SpOn 11.03.2026
17:31 Uhr

Iran-Krieg: Mahmud Ahmadinejad hat Luftschlag überlebt und lebt offenbar im Untergrund


Vom Präsidenten zum Aussätzigen: Das iranische Regime hat Mahmud Ahmadinejad politisch marginalisiert. Mitten im Krieg mit Israel und den USA gibt es Gerüchte über seinen Verbleib.

Iran-Krieg: Mahmud Ahmadinejad hat Luftschlag überlebt und lebt offenbar im Untergrund

Mahmud Ahmadinejad ist bei einem Luftangriff in Teheran getötet worden – diese Nachricht ging gleich zu Beginn des Irankriegs um die Welt. Nach Angaben der staatlichen Nachrichtenagentur Ilna befand sich der 69-Jährige zum Zeitpunkt des Angriffs umgeben von zahlreichen Leibwächtern in seinem Haus im Osten der Hauptstadt.
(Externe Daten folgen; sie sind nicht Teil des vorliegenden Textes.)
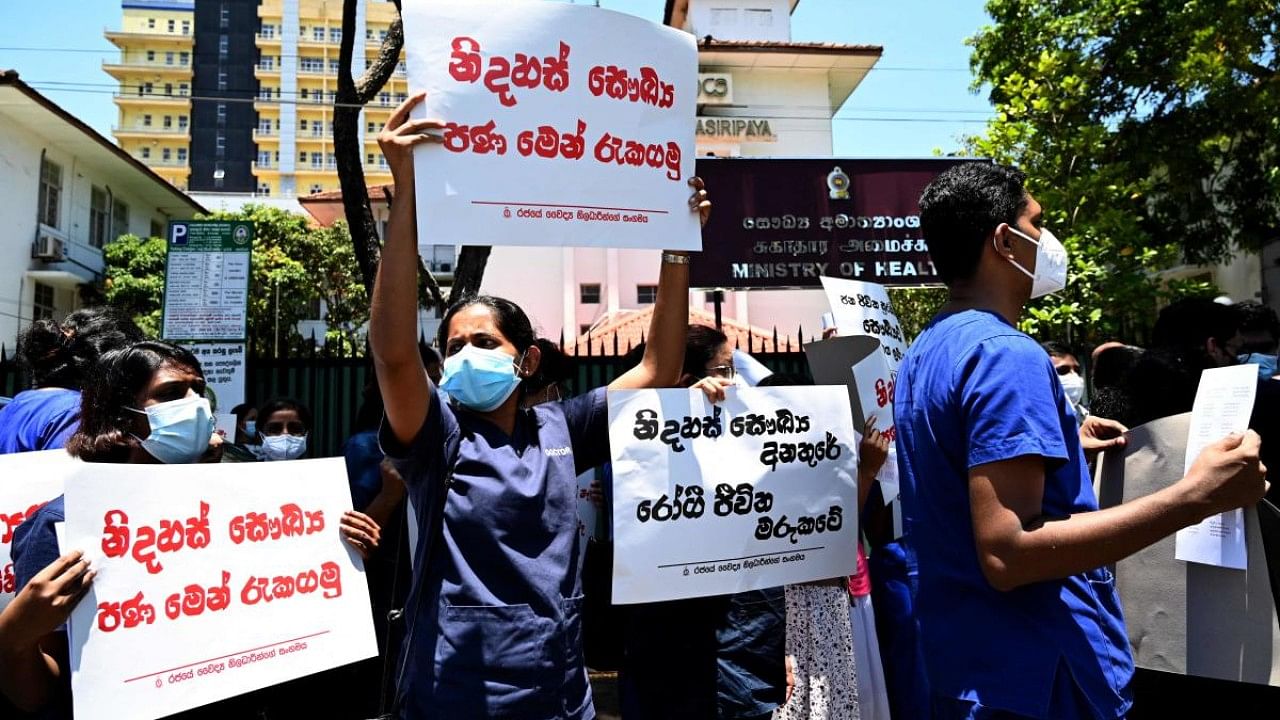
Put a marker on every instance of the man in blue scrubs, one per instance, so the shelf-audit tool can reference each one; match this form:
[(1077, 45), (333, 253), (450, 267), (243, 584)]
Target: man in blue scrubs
[(1018, 615)]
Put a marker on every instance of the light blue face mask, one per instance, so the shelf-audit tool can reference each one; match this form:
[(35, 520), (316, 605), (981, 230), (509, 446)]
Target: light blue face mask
[(480, 379), (179, 429), (1266, 364)]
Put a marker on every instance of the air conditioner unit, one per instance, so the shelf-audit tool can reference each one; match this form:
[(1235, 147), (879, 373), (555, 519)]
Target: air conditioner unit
[(49, 247)]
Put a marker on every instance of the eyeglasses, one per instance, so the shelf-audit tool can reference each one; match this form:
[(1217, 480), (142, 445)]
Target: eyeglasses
[(280, 428), (726, 372)]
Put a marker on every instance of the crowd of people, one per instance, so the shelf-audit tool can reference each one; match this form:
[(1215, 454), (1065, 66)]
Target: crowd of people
[(995, 602)]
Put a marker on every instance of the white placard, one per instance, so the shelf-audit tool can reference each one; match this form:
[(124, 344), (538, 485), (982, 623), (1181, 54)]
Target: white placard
[(862, 308), (874, 383), (223, 364), (30, 479), (1224, 402), (213, 580), (757, 492), (568, 126)]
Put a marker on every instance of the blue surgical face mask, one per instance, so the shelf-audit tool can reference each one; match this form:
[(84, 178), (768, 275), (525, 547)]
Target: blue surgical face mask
[(179, 429), (283, 447), (1266, 364), (480, 379)]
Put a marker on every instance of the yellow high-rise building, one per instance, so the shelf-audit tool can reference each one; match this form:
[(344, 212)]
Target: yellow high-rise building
[(155, 71), (216, 105)]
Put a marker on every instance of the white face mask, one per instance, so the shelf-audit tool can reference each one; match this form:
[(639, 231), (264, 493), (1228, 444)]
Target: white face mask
[(1050, 273), (283, 447), (1073, 384)]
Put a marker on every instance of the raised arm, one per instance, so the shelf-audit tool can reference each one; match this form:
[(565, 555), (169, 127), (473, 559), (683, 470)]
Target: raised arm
[(393, 311), (1016, 545), (664, 350)]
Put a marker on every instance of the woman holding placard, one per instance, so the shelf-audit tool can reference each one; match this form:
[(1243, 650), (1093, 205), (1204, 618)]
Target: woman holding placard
[(494, 618), (145, 404)]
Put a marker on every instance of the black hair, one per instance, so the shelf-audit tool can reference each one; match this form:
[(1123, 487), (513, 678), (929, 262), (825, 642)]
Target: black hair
[(1057, 349), (554, 367), (700, 346), (1112, 365), (63, 354), (512, 322), (1257, 318), (961, 208), (279, 404), (114, 384), (1187, 324), (782, 379)]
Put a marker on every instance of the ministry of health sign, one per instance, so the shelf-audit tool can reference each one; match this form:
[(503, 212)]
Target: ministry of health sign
[(786, 223)]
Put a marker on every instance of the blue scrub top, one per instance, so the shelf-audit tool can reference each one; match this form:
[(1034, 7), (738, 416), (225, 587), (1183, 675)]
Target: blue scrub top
[(498, 630), (970, 391), (39, 419)]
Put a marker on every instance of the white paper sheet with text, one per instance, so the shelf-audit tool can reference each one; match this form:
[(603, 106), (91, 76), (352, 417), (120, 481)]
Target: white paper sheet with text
[(1224, 402)]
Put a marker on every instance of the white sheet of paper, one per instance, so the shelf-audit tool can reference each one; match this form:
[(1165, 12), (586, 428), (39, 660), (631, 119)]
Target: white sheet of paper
[(863, 308), (27, 481), (531, 156), (172, 623), (1224, 402), (749, 506)]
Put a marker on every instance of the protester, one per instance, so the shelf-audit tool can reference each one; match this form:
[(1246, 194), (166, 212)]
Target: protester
[(283, 425), (144, 405), (493, 619), (58, 356), (1258, 336), (1018, 614), (720, 656), (1068, 369)]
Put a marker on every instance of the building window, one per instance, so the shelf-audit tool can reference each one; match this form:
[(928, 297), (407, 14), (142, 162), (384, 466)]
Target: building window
[(723, 17), (119, 219), (42, 302), (99, 217)]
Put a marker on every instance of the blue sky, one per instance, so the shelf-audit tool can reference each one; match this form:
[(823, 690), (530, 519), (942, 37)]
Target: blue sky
[(917, 101)]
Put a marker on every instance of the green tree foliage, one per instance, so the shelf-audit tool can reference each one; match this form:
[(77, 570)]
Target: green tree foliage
[(295, 268), (1150, 133)]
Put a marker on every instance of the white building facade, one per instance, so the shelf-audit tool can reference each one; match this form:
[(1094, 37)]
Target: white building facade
[(68, 192), (760, 95)]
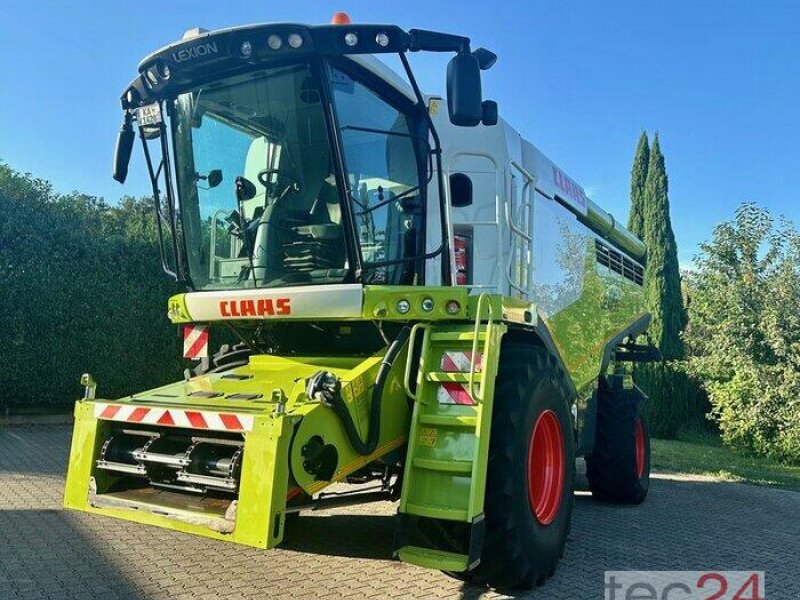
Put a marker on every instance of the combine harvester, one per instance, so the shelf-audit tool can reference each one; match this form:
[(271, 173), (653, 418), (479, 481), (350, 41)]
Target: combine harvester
[(421, 300)]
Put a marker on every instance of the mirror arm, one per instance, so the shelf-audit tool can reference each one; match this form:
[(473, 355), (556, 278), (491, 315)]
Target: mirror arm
[(122, 151), (157, 201)]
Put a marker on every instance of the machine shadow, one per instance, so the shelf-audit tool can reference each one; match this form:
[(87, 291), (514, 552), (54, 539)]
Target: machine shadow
[(368, 536), (35, 449), (38, 568)]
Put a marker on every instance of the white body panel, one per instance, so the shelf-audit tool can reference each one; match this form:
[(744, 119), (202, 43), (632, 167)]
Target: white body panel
[(306, 302)]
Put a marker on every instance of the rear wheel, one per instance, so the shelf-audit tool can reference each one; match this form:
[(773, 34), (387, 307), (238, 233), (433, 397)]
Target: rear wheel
[(528, 502), (618, 469)]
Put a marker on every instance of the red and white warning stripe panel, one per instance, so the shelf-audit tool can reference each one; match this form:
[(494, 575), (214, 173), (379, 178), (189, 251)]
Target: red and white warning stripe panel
[(454, 361), (174, 417), (454, 393), (195, 341)]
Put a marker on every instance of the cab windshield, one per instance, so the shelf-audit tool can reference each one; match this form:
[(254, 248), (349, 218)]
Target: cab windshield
[(261, 204)]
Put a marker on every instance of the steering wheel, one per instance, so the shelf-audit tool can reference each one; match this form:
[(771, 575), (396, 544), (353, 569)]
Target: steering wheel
[(282, 182)]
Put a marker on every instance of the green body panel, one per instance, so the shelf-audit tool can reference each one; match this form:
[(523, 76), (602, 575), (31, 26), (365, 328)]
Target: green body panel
[(447, 453), (259, 518), (448, 450), (608, 304), (273, 458)]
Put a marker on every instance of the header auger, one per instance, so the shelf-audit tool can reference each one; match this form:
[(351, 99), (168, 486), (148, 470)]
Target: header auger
[(422, 299)]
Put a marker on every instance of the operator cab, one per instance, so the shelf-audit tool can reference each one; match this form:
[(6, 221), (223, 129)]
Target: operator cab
[(277, 217), (286, 161)]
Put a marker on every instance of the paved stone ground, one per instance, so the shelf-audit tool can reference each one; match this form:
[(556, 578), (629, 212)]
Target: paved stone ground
[(46, 552)]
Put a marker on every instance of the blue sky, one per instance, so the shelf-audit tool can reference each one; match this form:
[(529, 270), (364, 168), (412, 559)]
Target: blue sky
[(581, 79)]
Es dauerte nicht lange, bis die Partei des ehemaligen iranischen Präsidenten die Todesmeldung dementierte. »Dolate Bahar gibt hiermit bekannt, dass die Berichte über den Märtyrertod von Dr. Ahmadinejad bei den amerikanisch-israelischen Angriffen falsch sind«, hieß es in einer Mitteilung auf der Internetseite der Partei.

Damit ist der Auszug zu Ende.